Johnson, in her final arguments, reinforced the superiority of SGLT2 inhibitors in CV death prevention. She emphasized that while GLP-1s are effective for weight loss and stroke reduction, SGLT2 inhibitors provide a more comprehensive benefit for heart failure, renal protection, and acute coronary syndrome management.

“In emerging data for SGLT2 inhibitors, going back to that cardiovascular death, we're even seeing benefit in acute coronary syndromes when we really need it the most,” Johnson said. “We also are seeing them used to prevent instet restentinosis and then also pulmonary arterial hypertension, which, as we know, is an area that is desperately in need of other medications.”

Furthermore, she highlighted the cost-effectiveness of SGLT2 inhibitors, making them a more accessible option for a broader patient population.

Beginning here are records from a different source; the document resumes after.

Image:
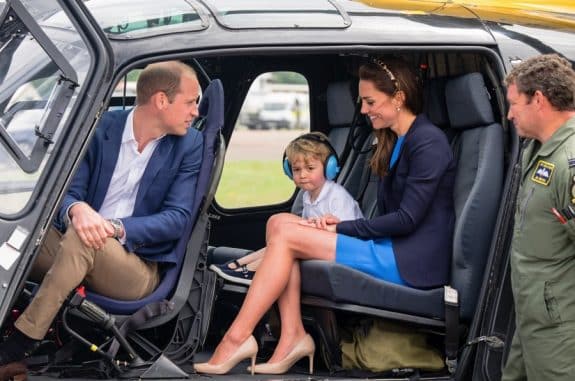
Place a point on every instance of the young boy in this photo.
(311, 162)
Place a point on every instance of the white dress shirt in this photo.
(123, 189)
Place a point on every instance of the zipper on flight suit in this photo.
(524, 207)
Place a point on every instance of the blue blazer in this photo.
(415, 202)
(164, 202)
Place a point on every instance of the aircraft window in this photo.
(129, 19)
(275, 111)
(38, 88)
(268, 14)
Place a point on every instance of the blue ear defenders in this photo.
(331, 165)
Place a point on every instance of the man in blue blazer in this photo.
(128, 204)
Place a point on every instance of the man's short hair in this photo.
(549, 73)
(161, 76)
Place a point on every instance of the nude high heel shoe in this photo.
(248, 349)
(305, 347)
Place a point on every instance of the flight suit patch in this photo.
(543, 172)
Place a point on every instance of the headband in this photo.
(384, 67)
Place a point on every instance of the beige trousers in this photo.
(65, 262)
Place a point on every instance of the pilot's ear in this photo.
(160, 100)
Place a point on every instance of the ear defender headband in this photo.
(330, 166)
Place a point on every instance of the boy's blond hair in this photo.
(301, 146)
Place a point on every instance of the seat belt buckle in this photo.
(450, 296)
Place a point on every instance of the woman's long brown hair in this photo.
(390, 76)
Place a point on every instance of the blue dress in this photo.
(411, 239)
(376, 256)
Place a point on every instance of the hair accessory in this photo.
(384, 67)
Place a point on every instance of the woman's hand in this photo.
(327, 222)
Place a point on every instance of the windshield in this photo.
(41, 71)
(125, 19)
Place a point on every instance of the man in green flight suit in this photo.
(541, 92)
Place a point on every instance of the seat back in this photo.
(210, 122)
(478, 149)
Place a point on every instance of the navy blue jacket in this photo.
(415, 202)
(164, 202)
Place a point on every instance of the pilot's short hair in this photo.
(161, 76)
(551, 74)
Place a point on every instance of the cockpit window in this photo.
(269, 14)
(130, 19)
(40, 77)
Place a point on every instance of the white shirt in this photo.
(333, 199)
(123, 189)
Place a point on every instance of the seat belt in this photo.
(451, 301)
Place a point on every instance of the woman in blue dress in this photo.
(409, 243)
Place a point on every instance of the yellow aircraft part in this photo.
(558, 14)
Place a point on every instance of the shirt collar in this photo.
(128, 134)
(322, 193)
(534, 150)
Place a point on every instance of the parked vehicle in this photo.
(79, 52)
(283, 111)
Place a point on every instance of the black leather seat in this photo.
(478, 147)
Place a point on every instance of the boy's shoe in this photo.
(240, 274)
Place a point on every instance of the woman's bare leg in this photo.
(292, 329)
(287, 242)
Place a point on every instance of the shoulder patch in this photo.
(543, 172)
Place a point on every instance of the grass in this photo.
(253, 183)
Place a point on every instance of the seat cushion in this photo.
(341, 284)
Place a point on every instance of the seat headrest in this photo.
(467, 101)
(434, 102)
(340, 104)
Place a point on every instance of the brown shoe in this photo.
(16, 371)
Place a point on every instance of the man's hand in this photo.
(91, 227)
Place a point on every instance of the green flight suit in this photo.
(543, 263)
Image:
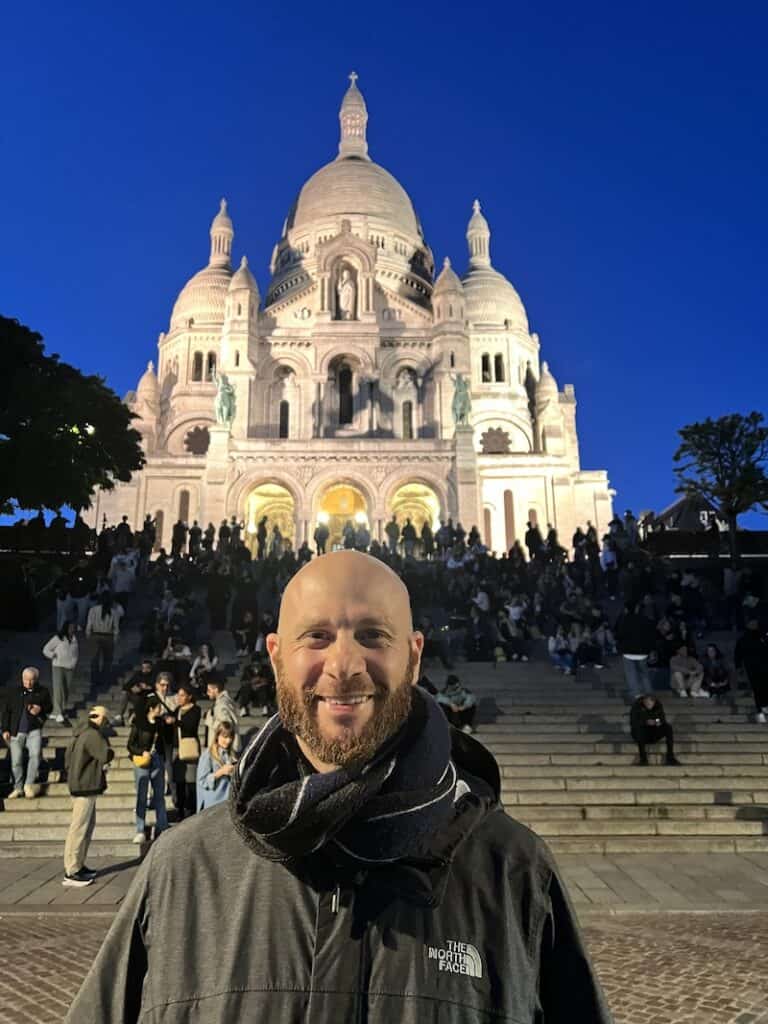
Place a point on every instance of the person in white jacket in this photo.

“SGLT2s may not be the most effective for diabetes overall, but my argument is that, just looking at cardiovascular outcomes, they're your best bet,” Johnson said. “I do have one more argument. It's always going to come back to money for me. SGLT2s are cheaper.”

Conclusion

There is a growing body of evidence supporting both GLP-1 receptor agonists and SGLT2 inhibitors in CV health for patients with diabetes. While GLP-1s excel in weight loss, glycemic control, and stroke prevention, SGLT2 inhibitors offer unmatched benefits in heart failure, CV death reduction, and renal protection. Ultimately, patient-specific factors, including existing comorbidities, treatment goals, and cost considerations, will guide clinicians in selecting the most appropriate therapy.

REFERENCE

Roth H, Johnson H. Moonshine vs Tennessee Wine: Debate on Controversies in Diabetes. Presented at: APhA Annual Meeting & Exposition; Nashville, Tennessee; March 21-24, 2025.